La Commission Européenne a pointé du doigt le système de mise aux enchères. Ainsi, au regard de la décision rendue, Google Shopping devait permettre l’accès à d’autres acteurs, dans les mêmes conditions. Concrètement, Google Shopping doit acquérir aux enchères, comme les autres prétendants, les emplacements visés.

Pour satisfaire cette demande, l’entité Google Shopping est désormais décorrélée de l’entité Google, bien que toujours affiliée à Alphabet, la maison-mère. Objectif : isoler cette structure, dont Google tient à pérenniser l’activité commerciale, comme il l’a indiqué dans divers communiqués officiels.

En parallèle, Google Shopping ouvre l’accès aux comparateurs de prix, tels que Kelboo, Shopzillla ou Twenga. Ces annonceurs peuvent maintenant enchérir, au même titre que Google Shopping, afin de disposer d’un espace publicitaire, jusque là réservé à Google. Aucun critère requis, les inscriptions pour les comparateurs sont déjà accessibles.

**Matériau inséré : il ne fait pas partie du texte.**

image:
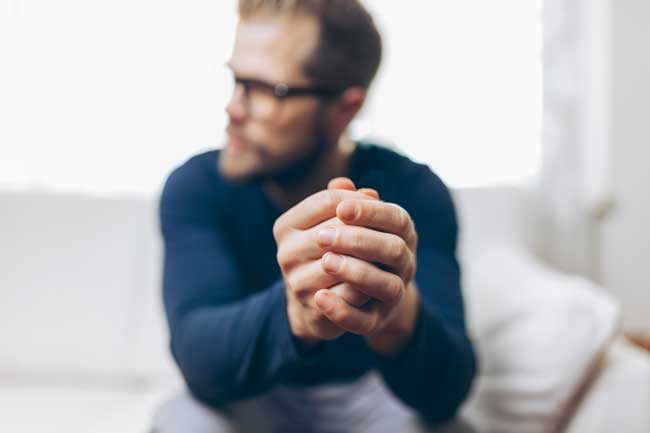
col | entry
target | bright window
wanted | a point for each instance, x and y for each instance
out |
(105, 97)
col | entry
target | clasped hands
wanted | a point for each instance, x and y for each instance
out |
(348, 260)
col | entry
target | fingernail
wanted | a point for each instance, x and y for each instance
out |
(332, 262)
(326, 237)
(325, 301)
(348, 210)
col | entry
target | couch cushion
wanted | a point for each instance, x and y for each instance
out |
(537, 333)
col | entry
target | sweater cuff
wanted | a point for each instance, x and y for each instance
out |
(288, 344)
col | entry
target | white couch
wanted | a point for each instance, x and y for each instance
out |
(84, 338)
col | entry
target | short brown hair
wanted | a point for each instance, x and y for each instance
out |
(349, 49)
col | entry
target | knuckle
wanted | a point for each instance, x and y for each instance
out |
(294, 282)
(278, 228)
(282, 257)
(395, 289)
(403, 220)
(329, 199)
(397, 250)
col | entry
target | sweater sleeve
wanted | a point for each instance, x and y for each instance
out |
(434, 372)
(228, 344)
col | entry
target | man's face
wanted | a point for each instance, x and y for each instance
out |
(271, 49)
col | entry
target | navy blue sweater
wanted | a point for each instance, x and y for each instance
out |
(225, 298)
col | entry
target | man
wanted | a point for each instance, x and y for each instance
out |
(296, 302)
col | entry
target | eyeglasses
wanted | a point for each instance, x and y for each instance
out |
(264, 100)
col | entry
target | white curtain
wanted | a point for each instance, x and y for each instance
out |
(576, 178)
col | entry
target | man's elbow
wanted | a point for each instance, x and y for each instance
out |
(209, 382)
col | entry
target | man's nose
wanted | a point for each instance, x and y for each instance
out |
(236, 107)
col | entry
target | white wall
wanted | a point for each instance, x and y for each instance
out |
(625, 243)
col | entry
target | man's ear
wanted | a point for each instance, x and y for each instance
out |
(343, 110)
(351, 101)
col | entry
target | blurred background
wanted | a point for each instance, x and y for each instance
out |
(542, 99)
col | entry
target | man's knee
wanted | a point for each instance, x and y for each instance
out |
(182, 413)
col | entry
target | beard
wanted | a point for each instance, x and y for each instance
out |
(286, 174)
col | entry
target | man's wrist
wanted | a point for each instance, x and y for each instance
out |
(391, 340)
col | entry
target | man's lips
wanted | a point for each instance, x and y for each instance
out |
(236, 143)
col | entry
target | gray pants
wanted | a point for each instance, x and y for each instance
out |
(363, 406)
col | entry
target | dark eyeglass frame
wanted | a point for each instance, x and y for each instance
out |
(282, 91)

En téléchargeant simplement leur flux produits depuis Google Merchant Center, les comparateurs verront leurs annonces se glisser aux cotés de Google Shopping. Unique différence, la mention « par Google » ou « par Kelkoo », qui indique aux visiteurs la provenance du flux.

De son coté, Google Shopping s’engage à participer à la mise aux enchères de manière autonome afin de respecter le processus.

Quels sont les annonceurs impactés ?

La décision rendue par la Commission Européenne ne concerne que la zone Europe. Ainsi, les règles de fonctionnement de Google Shopping évoluent uniquement en Autriche, Belgique, République tchèque, Danemark, Allemagne, France, l’Italie, Irlande, Pays-Bas, Norvège, Pologne, Portugal, Espagne, Suède, Suisse et Royaume-Uni.

Coté format d’annonces et flux produit, rien ne change, hormis la mention de provenance du flux. Pour l’heure, difficile de prévoir des impacts commerciaux. Néanmoins, a déjà communiqué sur le fait que 12 comparateurs étaient prêts à participer au programme. A terme, quelques 300 sites en Europe sont potentiellement pressentis.